CodeWhisper Forge 🚀

Outcome-first MCP for developers — predicts fixes that actually work, and can ship them as a PR.

Inspiration

Most AI dev tools stop at “here are some links.” In a hackathon, that’s noise. We wanted signal: a system that tells you which fix is most likely to work—and then implements it.
Insight: Accepted Stack Overflow answers + closed GitHub issues are weak labels we can mine to estimate solution success rates. Pair that with an auto-PR flow and you’ve got outcomes, not bookmarks.

What it does

🎯 Issue Resolution Predictor (IRP):
Mines similar SO/GitHub cases, clusters solutions (e.g., Use AbortController, Limit concurrency, Disable keep-alive), and ranks them by observed success rate with evidence links.

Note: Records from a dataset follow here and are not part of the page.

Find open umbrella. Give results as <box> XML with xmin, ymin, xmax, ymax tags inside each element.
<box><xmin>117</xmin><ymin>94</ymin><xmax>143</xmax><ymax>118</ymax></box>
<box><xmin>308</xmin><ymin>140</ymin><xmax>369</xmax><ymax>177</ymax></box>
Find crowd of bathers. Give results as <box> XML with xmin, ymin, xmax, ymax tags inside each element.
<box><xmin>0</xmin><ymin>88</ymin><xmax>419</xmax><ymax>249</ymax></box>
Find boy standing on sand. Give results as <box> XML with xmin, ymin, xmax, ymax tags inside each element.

“Use AbortController — 82% success (18/22) · 3 sources”
🤖 Auto-Fix Generator (AFG):
Scans your repo for real call sites (e.g., fetch(), drafts full-file patches (Gemini), and can open a PR (dry-run by default).

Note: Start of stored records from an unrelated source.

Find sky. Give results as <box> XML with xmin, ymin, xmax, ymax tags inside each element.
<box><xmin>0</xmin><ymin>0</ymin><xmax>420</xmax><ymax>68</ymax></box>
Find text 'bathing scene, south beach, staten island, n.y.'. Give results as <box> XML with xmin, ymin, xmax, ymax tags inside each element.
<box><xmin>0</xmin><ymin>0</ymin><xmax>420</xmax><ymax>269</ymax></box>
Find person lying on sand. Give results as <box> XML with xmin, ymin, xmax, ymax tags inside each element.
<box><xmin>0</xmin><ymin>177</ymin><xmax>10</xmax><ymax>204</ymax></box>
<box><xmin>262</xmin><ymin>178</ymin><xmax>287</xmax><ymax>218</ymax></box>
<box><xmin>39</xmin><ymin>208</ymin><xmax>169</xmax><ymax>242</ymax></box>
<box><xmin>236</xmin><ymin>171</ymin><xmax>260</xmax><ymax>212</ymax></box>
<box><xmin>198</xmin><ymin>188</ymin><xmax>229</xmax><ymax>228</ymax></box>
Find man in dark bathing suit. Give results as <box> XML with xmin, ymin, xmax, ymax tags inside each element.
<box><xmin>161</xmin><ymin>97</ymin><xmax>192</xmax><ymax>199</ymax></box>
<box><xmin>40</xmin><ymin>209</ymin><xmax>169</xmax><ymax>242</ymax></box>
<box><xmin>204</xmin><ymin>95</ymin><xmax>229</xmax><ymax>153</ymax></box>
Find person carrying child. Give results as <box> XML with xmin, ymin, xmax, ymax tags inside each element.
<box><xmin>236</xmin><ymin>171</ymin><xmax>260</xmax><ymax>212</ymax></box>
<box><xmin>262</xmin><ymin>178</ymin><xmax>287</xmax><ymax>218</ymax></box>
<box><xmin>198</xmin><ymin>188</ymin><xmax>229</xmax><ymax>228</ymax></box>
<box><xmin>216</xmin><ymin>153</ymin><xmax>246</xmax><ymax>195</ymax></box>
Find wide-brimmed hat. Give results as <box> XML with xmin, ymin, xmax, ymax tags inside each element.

“Found 7 uses of fetch. Proposed safe timeouts + cleanup. PR ready.”
🧠 Smart Context Pack:
Pulls repo signals (relevant issues, fresh commits, related trending repos) + top SO threads, compresses into a token-budgeted context for the LLM.
⚡ Minimal UI (Streamlit):
One form → AI answer, prediction table, repo context, SO links, and a downloadable ZIP of patches.

How we built it

MCP Server (Node/Express):
- Intent analysis: Gemini 2.5 Flash → HF Qwen2.5-Coder-7B-Instruct → regex fallback.
- Fetchers: GitHub REST (issues/commits/search/code), Stack Exchange API.
- IRP engine: Label solutions (Gemini or heuristic), aggregate success via accepted answers + closed issues, rank by success_rate and show evidence.
- AFG engine: GitHub code search → fetch contents → LLM generates full-file patches → optional branch + auto-PR.
- Safety: Dry-run by default, minimal diff, links to evidence, explicit user opt-in to push.
Frontend (Streamlit):
Calls /mcp, renders AI response, predictions, GitHub context, SO links, and Auto-Fix plan/PR.
Pragmatics: Caching, timeouts, graceful degradation when API keys are missing, strict token budgets.

Challenges we ran into

Weak labels ≠ causality: Accepted answers + closed issues are proxies. We mitigate via confidence badges, evidence links, and user override.
GitHub search drift: Generic queries return noisy repos; we added language scoping and repo-aware terms.
LLM patch reliability: We request full-file outputs, enforce idempotency, and keep dry-run as the default.
Rate limits: Implemented caching + conservative parallelism; authenticated GitHub boosts limits.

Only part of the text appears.